American political writer

Frank Bailey (born 1970) is a former aide to then Alaska governor Sarah Palin, and the principal author of Blind Allegiance to Sarah Palin: A Memoir of Our Tumultuous Years. Bailey grew up in Kodiak, Alaska. He attended college at Capernwray Bible School in Carnforth, England as well as Moody Bible Institute in Chicago. He is known for his involvement in what became known as the Troopergate scandal, which was said to have beset Palin during her participation, as the Republican candidate for vice president, in the 2008 presidential campaign.

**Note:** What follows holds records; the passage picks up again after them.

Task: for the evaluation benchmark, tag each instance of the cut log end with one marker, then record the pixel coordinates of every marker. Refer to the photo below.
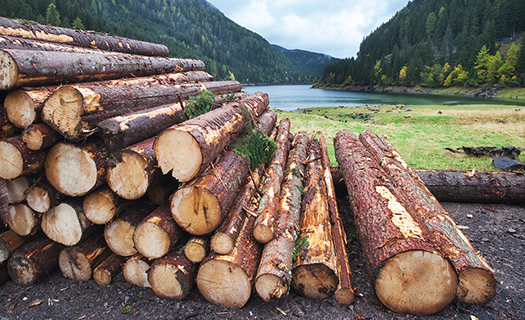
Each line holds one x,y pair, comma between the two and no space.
196,210
151,240
270,286
416,282
224,283
178,151
129,178
476,286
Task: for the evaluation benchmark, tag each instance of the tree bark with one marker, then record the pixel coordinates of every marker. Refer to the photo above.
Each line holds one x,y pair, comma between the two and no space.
477,283
108,269
78,262
273,276
407,273
16,159
103,205
157,233
189,148
271,188
76,169
34,261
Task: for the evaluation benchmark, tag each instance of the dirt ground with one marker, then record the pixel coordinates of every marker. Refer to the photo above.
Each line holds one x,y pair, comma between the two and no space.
496,230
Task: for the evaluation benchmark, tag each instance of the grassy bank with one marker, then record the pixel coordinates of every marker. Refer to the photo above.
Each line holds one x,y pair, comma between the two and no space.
420,133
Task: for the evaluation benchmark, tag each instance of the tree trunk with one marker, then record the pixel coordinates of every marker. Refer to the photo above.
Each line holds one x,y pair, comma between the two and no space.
40,136
108,269
16,159
172,276
477,283
78,262
76,110
34,261
76,169
273,276
103,205
345,292
135,172
271,187
189,148
157,233
119,233
408,275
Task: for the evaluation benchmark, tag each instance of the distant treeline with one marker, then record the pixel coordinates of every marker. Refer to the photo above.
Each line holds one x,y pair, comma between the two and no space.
440,43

==Blind Allegiance to Sarah Palin==
The book was released in May 2011 by Howard Books, a division of Simon & Schuster (ISBN 978-1451654400). The book was co-authored by Jeanne Devon, editor of the Alaska-based liberal weblog Mudflats, and economist Ken Morris, an author, former trader, and Wall Street critic. The book was prematurely released online in February 2011. The book received coverage in national media outlets, and was described by the Christian Science Monitor as "depict(ing) Palin as ill-prepared, immature, vindictive, and unethical." Howard Books is a Christian publishing imprint of Simon and Schuster. After the books publication, Bailey appeared on TV talk show The View, discussing his observations of Palin.